S3 performance testing

Testing scenario 1: From AWS Ningxia region EC2 to AWS Hongkong region S3 bucket and AWS Tokyo region S3 bucket

Testing-Scenario-CrossRegion

Testing scenario 2: From AWS Ningxia region EC2 to AWS Ningxia region S3 bucket

media/Testing-Scenario-SameRegion.png

Preparation

  1. Create EC2 on AWS Ningxia region
  • m5.24xlarge 96vCPU, 284GiB RAM, 1TB gp2 SSD, 25Gbps network bandwidth
  • m4.16xlarge 64vCPU, 256GiB RAM, 1TB gp2 SSD, 25Gbps network bandwidth
  1. Enable BBR to improve transfer performance https://aws.amazon.com/amazon-linux-ami/2017.09-release-notes/

  2. create s3 bucket AWS Hongkong region: molex-mess-migration-hk AWS Tokyo region: molex-mess-migration-tokyo

  3. Read the S3 Performance Guidelines and Design Patterns Optimizing Amazon S3 Performance

Testing utility and test case

  • aws s3 cli
  1. EC2 and S3 in different region: Testing mixed upload and download with AWS S3 CLI
  2. EC2 and S3 in different region: Enable S3 Transfer Acceleration testing
  3. EC2 and S3 in same region: Testing mixed upload and download with AWS S3 CLI
  • 3rd party tools
  1. Cross-Region: Download benchmark by dvassallo/s3-benchmark

    This utility multiple threads setting only up to 16, so the performance will be impact.
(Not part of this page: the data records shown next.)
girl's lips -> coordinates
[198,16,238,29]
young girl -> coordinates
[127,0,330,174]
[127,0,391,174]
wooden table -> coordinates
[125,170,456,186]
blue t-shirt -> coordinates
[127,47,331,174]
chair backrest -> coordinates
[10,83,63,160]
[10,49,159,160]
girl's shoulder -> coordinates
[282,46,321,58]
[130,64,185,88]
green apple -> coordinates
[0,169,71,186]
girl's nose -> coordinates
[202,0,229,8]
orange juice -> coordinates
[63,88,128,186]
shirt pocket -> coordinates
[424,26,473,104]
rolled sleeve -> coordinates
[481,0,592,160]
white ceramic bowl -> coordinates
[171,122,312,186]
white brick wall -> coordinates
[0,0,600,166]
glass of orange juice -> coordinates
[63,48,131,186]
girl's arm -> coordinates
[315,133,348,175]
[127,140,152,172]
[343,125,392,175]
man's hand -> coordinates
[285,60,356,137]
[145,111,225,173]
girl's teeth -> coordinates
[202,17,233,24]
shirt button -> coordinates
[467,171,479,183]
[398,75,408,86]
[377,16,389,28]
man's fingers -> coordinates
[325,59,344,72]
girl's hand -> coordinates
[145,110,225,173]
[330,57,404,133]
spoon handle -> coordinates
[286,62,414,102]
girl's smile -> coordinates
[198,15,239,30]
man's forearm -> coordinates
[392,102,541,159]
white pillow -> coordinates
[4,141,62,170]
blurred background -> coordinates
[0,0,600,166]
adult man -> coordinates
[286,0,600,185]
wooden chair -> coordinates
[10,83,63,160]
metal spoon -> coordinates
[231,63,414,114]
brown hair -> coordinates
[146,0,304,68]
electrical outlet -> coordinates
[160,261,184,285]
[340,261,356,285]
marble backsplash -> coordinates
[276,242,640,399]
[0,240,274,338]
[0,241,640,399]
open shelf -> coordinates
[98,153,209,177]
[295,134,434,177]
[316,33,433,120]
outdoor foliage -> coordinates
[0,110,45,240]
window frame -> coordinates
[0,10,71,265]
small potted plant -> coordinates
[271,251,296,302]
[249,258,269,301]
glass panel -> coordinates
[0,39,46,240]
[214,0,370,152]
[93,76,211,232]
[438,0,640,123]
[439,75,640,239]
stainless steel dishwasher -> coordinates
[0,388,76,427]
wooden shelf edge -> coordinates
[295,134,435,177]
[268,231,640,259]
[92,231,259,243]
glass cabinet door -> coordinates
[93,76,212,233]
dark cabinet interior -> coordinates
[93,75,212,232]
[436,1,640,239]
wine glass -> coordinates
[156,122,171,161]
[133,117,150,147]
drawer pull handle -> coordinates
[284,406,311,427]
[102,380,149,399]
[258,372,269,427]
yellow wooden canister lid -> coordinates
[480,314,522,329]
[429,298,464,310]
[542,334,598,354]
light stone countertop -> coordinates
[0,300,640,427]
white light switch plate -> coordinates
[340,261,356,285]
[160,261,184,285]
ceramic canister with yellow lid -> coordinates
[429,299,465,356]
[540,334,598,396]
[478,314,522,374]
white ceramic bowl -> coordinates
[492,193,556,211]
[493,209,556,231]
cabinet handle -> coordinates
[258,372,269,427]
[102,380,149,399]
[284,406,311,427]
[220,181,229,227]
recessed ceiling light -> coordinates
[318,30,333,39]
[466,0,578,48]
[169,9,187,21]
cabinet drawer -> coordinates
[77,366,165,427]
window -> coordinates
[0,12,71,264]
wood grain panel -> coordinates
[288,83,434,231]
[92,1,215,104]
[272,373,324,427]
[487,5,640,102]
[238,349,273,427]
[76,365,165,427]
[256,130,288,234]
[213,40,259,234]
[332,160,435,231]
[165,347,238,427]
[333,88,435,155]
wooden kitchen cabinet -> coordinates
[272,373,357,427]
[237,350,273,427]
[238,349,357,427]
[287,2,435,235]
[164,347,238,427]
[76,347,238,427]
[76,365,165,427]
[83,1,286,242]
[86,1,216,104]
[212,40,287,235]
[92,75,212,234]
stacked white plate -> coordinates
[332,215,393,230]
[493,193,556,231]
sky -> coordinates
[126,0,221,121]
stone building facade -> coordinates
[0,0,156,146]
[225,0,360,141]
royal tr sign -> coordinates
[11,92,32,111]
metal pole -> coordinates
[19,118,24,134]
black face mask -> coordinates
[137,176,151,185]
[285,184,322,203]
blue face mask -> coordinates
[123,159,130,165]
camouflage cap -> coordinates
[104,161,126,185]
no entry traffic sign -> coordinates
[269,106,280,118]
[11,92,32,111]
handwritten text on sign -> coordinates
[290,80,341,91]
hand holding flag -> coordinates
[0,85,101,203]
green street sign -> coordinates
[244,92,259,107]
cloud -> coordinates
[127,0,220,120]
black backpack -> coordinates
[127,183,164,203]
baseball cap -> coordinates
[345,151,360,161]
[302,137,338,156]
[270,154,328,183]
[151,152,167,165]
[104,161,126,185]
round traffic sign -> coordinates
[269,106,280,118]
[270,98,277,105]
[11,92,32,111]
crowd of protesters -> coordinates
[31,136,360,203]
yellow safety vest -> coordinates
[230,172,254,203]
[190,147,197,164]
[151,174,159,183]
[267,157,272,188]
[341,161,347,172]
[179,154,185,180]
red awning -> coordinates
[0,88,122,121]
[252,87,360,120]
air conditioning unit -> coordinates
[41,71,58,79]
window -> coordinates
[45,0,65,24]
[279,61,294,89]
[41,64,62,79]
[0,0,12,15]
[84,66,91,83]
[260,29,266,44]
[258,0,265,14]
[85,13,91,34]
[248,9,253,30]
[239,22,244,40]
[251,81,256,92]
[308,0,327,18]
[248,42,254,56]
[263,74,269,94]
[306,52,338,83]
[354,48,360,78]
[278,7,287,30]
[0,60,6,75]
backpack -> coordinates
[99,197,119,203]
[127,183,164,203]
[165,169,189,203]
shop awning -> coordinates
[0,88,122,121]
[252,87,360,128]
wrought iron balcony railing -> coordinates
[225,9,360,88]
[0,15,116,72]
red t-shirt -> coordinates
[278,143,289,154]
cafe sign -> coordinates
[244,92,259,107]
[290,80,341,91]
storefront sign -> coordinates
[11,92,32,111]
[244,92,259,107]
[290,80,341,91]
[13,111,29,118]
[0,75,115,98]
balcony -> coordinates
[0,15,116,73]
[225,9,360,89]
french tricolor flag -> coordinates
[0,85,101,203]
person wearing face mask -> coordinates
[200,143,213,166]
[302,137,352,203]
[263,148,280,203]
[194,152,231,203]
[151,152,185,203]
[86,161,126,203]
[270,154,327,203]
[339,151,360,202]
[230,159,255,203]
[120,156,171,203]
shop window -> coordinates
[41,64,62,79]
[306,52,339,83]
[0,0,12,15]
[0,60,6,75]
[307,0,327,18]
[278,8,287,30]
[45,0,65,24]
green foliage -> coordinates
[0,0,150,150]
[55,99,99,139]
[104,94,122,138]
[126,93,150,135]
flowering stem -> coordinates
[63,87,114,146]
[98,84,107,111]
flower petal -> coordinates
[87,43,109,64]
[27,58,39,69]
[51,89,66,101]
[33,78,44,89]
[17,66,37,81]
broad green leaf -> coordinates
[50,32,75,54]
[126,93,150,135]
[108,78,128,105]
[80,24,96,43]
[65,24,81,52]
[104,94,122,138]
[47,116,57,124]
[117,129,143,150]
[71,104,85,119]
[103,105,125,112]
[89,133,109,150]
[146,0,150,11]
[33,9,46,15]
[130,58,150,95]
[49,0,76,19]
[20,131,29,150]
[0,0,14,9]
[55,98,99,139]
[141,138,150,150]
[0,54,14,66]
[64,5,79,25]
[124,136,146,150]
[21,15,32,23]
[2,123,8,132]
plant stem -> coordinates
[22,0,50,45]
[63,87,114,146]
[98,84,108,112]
  2. Cross-Region: Benchmark by christianbaun/ossperf

    This utility multiple payload setting only up to 16MiB and multiple threads setting can leverage aws s3 configure if you use the aws s3 cli as testing command.

Conclusion

From the testing, spreading requests over separate connections is good choice to maximize the accessible bandwidth from Amazon S3. We saw that multiple threads parallel streams and enabled multipart uploads can improve performance dratically. We also demonstrated how to use Amazon S3 Transfer Acceleration to Minimize Latency Caused by Distance

When using the AWS CLI for Amazon S3 to upload files to Amazon S3 from a single instance, the limiting factors are end-to-end networking bandwidth to the AWS S3 endpoint for large files transfering and host CPU when sending many small files.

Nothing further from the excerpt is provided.